Down the block from Hotel Valencia, you’ll find La Panadería’s downtown location. There’s often a line around the block. And it’s one of those places where the selection begins to diminish within a few hours of when they open. There are multiple La Panadería locations as there are for Bakery Lorraine. For Lorraine, try the Pearl location before exploring the nearby food hall, where you can try The Jerk Shack spinoff, Mi Roti. There’s an outdoor market on weekends. 

For a taste of South Texas, check out Carriqui, which is named after a South Texas green jay and heavy on BBQ. If that’s your thing, try the smokehouse platter, which includes Achiote Chicken, BBQ Goat and Texas Brisket. Smoked meats can be added to any salad, including their namesake Carriqui.
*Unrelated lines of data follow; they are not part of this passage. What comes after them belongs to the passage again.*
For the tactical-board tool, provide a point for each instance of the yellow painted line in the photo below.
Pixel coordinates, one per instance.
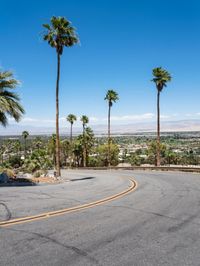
(133, 186)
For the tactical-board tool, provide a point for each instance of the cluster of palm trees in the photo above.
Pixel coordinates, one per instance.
(60, 34)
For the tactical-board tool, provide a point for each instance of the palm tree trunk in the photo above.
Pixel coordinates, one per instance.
(57, 118)
(71, 146)
(25, 148)
(158, 130)
(84, 150)
(109, 109)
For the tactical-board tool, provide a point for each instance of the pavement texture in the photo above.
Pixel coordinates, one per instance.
(157, 224)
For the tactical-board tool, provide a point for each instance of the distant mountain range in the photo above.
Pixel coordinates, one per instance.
(166, 126)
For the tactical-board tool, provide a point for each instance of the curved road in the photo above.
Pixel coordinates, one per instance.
(157, 224)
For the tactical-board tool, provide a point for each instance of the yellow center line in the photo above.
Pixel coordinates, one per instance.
(133, 186)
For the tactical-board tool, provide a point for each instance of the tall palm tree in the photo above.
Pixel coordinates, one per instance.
(71, 119)
(111, 96)
(59, 34)
(85, 120)
(25, 135)
(9, 101)
(161, 77)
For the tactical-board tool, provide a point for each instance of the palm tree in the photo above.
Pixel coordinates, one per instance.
(9, 101)
(85, 120)
(59, 34)
(25, 135)
(111, 96)
(71, 119)
(161, 77)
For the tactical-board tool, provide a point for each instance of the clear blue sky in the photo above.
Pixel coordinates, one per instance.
(121, 41)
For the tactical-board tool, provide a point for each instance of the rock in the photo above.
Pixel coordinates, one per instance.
(4, 178)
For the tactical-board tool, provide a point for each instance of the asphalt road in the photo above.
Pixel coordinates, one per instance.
(157, 224)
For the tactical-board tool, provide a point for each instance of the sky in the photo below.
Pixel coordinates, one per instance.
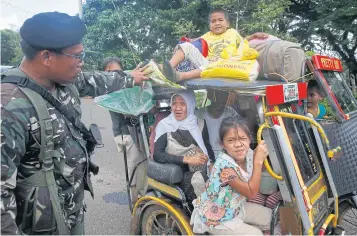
(13, 13)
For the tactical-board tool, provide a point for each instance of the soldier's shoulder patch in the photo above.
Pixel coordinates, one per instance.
(13, 98)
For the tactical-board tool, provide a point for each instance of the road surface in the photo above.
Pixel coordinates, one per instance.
(109, 212)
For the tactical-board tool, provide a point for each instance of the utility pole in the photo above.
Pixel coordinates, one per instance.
(80, 9)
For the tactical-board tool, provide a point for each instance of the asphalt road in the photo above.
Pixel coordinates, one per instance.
(108, 213)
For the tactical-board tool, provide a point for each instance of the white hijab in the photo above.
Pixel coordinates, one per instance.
(190, 123)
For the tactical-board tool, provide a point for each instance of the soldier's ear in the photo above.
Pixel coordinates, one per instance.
(45, 56)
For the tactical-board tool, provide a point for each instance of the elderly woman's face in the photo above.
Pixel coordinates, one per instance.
(179, 108)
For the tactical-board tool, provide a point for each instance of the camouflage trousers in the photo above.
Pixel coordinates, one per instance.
(75, 220)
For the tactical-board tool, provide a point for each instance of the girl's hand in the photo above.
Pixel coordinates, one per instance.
(198, 159)
(260, 153)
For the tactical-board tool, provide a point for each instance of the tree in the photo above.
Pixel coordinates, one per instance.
(10, 48)
(137, 30)
(326, 26)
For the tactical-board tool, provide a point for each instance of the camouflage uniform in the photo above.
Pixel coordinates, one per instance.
(27, 209)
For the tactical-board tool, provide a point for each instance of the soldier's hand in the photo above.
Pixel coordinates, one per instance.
(258, 35)
(139, 75)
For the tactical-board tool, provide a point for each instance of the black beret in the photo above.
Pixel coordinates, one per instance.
(53, 30)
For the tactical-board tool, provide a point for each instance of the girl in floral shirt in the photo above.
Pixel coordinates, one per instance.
(235, 177)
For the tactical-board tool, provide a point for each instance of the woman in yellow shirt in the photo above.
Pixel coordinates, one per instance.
(219, 37)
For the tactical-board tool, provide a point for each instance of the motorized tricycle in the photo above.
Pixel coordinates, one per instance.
(302, 158)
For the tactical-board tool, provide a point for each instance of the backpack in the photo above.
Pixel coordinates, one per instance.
(278, 56)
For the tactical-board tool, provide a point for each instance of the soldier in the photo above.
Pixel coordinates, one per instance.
(45, 163)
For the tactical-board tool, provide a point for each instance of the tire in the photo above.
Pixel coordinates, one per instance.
(348, 218)
(157, 220)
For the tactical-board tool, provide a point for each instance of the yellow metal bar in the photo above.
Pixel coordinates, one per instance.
(328, 221)
(330, 152)
(336, 213)
(169, 207)
(293, 158)
(266, 163)
(300, 117)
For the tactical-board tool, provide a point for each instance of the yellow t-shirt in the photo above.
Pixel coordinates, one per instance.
(229, 40)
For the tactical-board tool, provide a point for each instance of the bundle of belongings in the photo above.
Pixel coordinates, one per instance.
(279, 60)
(238, 63)
(270, 59)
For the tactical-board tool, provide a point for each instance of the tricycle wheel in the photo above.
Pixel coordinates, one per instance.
(348, 218)
(157, 220)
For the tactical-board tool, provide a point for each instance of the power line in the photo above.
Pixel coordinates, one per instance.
(17, 7)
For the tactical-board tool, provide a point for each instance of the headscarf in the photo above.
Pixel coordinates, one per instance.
(190, 123)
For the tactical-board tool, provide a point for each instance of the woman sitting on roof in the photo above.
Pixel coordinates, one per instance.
(182, 139)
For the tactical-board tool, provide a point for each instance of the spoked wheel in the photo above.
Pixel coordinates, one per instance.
(348, 218)
(157, 220)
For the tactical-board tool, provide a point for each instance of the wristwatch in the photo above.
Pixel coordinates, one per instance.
(129, 81)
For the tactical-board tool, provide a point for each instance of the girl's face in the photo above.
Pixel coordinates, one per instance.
(237, 143)
(179, 108)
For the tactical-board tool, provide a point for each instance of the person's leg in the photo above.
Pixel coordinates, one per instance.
(198, 183)
(177, 58)
(187, 51)
(78, 227)
(273, 199)
(134, 156)
(257, 215)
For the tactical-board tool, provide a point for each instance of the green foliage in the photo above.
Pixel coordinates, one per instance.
(151, 28)
(144, 29)
(11, 54)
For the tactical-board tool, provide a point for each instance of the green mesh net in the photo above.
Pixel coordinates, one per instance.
(131, 101)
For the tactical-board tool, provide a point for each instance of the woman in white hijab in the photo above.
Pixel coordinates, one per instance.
(182, 139)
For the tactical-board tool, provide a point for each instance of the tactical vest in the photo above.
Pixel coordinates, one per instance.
(44, 177)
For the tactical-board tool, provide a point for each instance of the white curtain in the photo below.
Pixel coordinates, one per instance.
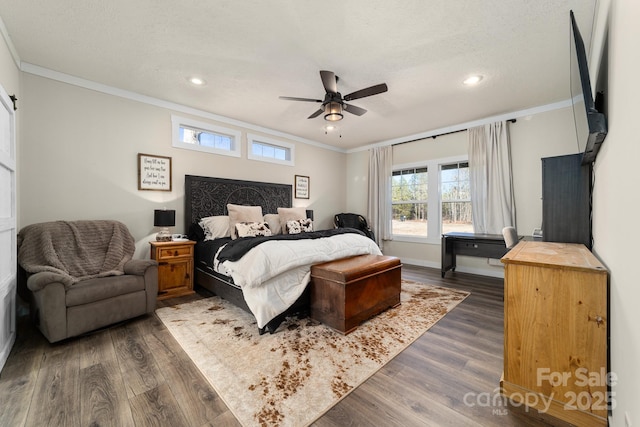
(379, 209)
(492, 199)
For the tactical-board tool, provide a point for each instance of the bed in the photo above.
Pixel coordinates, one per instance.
(208, 196)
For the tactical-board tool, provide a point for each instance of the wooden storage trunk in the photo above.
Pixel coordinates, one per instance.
(346, 292)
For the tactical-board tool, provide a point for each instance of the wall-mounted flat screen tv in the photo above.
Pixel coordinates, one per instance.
(591, 125)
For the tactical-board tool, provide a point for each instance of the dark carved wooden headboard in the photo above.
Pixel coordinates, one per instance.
(206, 196)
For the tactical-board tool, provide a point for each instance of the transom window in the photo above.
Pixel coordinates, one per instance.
(409, 201)
(455, 196)
(200, 136)
(270, 150)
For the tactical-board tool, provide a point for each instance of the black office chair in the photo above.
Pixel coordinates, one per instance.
(351, 220)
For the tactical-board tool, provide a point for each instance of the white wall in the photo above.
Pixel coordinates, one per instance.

Little Italy in Wilmington Delaware
Brian Cicioni

Wilmington, Delaware

Wilmington is a small, manageable city that has the misfortune of being close enough to Philly that it’s often overlooked. It’s similar to how people pass on nearby Baltimore in favor of DC. But Wilmington has its own food scene, from upscale downtown dining spots like James Beard semifinalist Bardea Food & Drink to Little Italy strongholds like fourth-generation Mrs. Robino’s. Both attract a mix of local diners and those from outside the second smallest (but first) state. 

Bardea also has a steakhouse downtown. For what could be the most tender prime rib you’ve ever had, try Walter’s, which is Wilmington’s oldest steakhouse. 

Closer to the Pennsylvania border, Buckley’s Tavern has an eclectic menu where soups are the main feature. You wouldn’t necessarily expect an old tavern on the PA/Delaware border to have delicious Spicy Thai Noodle Soup, but the mix of crispy and soba noodles works here. Yet, mushroom soup is the main attraction, as Buckley’s is less than 10 miles from Kennett Square. That’s where more than half the domestic mushrooms come from.